If you create your archive with -mhe=on added then it encrypts the headers as well, that's how the t2.7z & t3.7z were created.

abdusco commented 2 years ago

(i.e. what files are in the archive and how big they are, etc.)

Yeah, it found it bizarre that I could read file names.

I understand the difference now. I was only adding -p$pass flag to 7z command. I can confirm that adding -mhe flag does give the error.

I guess I can chalk up any error starting with lzma: and newRangeDecoder: to decryption failure, because they all come from lzma library.

bodgit commented 2 years ago

Not necessarily, it depends what compression algorithm is used. LZMA is the default algorithm so that's the most common but you can use other algorithms such as bzip2, deflate, etc. and then there are other ones that are really filters such as delta and BCJ2 which aim to rearrange the file contents in a way that makes them compress better, they can also be stacked/wrapped. In Golang terminology, think of it as a chain of one or more io.Readers.

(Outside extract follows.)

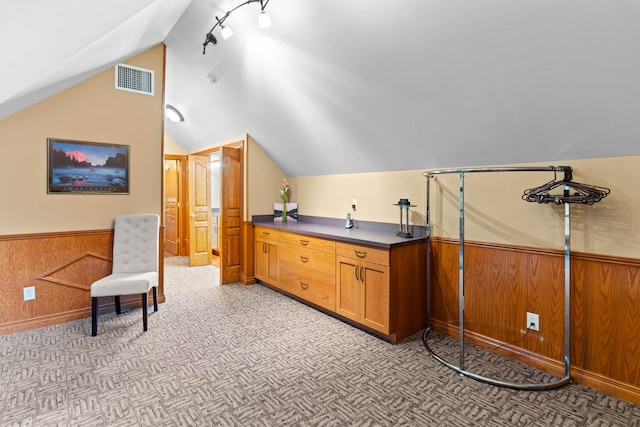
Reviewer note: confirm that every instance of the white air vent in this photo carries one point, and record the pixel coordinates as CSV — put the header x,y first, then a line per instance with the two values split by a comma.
x,y
134,79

I've added support for most of the common algorithms where there's either support in the standard library or an external library and at the moment my code just bubbles up whatever error the underlying library emits in the case of an error.

It might be an idea to wrap these in a generic ReadError type which can optionally be wrapped with that PasswordError in the event there's some encryption involved but it will involve a lot more changes than those I added for the case of the headers being encrypted.

davidnewhall commented 1 year ago

Can you merge master into this branch? I'm interested in having better password-error identification. My app supports 'trying' multiple passwords, and right now I just try the next password on any error. If the archive is not encrypted, it'd be nice to just not try anymore passwords.